>>717737750
https://wayback-api.archive.org/save/https://kotaku.com/black-athena-how-hades-gets-its-gods-right-1845146132
>I love Hades. It’s a great roguelike, has a cleverly-crafted story, and is stuffed with beautiful art and design. But what I like most about it is its commitment to diversity among its characters.
>Hades’ pantheon of Greek gods is diverse. Athena is a dark-skinned Black woman. Dionysus is south Asian. Hermes is east Asian. Eurydice, my favorite, is a Black woman crowned with a beautiful afro made from the branches and canopy of a tree.
[...]
>Greg Kasavin, the creative director of Supergiant Games, told me that Hades’ diversity was the result of an epiphany during the game’s development.
>“We knew going into Hades that we wanted this to be the story of a big dysfunctional family set in the Underworld of Greek myth, told from the Underworld’s point of view,” he wrote in an email. “As we discussed and researched the Olympians from canon sources, something stood out that in retrospect was obvious: They’re called the Greek gods because they were worshiped in ancient Greece, not because they themselves are ethnically Greek.” In other words, they didn’t all have to be Greek, or even white-passing for that matter.
>“Zeus rules all the heavens, not just the airspace over Greece,” Kasavin wrote. “Poseidon rules all the sea and land. They sprang from the Titans, who sprang from primordial Chaos, the source of all creation. So it stands to reason that the gods represent all the people of the world, at least indirectly.”
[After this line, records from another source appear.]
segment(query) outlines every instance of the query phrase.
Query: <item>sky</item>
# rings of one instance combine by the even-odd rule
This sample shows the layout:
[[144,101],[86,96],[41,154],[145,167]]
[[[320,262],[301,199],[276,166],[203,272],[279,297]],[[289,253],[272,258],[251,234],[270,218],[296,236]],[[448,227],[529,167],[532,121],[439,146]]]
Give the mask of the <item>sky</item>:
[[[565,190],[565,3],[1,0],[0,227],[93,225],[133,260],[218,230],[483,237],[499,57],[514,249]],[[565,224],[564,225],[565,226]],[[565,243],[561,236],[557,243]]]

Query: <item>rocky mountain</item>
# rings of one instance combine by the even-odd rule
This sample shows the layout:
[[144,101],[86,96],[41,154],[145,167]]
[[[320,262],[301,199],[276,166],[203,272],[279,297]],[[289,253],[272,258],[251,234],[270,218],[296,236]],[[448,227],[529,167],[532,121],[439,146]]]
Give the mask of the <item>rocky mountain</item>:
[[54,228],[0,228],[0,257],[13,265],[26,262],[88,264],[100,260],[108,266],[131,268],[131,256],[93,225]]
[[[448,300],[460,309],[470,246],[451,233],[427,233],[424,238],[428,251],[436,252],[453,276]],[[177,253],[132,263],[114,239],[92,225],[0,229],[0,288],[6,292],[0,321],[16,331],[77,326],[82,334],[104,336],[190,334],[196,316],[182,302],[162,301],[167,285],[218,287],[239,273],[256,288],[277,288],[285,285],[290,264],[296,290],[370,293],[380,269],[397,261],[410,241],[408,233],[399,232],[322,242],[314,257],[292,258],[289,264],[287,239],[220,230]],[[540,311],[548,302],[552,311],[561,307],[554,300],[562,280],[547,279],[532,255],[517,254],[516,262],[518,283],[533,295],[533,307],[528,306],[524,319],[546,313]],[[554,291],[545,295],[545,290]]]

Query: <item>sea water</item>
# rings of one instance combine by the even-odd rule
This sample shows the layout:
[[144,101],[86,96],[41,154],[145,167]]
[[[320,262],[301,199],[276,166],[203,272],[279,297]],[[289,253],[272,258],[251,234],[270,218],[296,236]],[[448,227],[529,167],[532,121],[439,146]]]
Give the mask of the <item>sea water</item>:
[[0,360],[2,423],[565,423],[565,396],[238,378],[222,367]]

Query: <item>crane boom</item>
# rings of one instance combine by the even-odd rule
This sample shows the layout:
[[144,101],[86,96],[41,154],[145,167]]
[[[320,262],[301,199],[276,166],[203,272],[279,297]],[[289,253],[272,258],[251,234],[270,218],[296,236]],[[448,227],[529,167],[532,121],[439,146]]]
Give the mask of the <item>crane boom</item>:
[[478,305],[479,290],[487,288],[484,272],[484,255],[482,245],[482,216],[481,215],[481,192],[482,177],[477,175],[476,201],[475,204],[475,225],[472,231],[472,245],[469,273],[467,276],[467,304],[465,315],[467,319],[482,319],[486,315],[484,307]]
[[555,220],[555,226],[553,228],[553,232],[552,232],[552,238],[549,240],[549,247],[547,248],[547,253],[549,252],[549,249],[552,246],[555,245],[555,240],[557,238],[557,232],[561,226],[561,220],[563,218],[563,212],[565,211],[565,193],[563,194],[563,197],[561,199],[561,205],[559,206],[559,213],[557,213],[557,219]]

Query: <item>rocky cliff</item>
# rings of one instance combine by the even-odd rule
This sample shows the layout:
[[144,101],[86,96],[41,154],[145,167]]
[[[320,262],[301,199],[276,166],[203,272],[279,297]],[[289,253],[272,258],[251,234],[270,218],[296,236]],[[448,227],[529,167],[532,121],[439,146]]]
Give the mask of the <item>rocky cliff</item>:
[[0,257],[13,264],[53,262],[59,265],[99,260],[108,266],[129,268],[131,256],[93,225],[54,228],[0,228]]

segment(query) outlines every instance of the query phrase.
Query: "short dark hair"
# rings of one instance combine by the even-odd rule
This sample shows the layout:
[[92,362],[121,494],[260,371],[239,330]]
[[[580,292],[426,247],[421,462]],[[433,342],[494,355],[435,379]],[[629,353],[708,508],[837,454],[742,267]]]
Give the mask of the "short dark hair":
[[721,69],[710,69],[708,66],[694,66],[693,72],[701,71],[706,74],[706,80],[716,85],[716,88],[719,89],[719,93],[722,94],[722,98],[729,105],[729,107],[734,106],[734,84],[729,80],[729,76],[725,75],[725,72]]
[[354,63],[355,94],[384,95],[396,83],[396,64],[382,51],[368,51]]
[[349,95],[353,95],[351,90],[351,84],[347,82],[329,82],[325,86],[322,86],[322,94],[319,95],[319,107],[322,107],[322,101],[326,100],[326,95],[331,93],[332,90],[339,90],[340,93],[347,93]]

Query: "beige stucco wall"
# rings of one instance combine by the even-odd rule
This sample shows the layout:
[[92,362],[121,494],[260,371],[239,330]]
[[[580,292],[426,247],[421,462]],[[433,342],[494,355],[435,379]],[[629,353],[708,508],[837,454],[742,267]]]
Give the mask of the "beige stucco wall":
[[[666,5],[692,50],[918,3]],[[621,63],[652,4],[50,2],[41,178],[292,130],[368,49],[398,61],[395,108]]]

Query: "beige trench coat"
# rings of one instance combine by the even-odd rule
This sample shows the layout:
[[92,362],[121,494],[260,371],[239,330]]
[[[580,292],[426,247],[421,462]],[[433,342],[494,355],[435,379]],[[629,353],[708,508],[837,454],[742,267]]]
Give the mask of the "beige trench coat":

>To say this statement shocked me with its simplicity, is an understatement. More like it smote my heart like a thunderbolt hurled from Zeus’ own hand. Gods, if that’s where you choose to invest your belief, are for everyone. It reminds me of the slogan I’ve seen Norse Pagans adopting to combat the homophobia and white supremacy that have sprung up around their religion. “It’s the All-Father, not the some-Father.”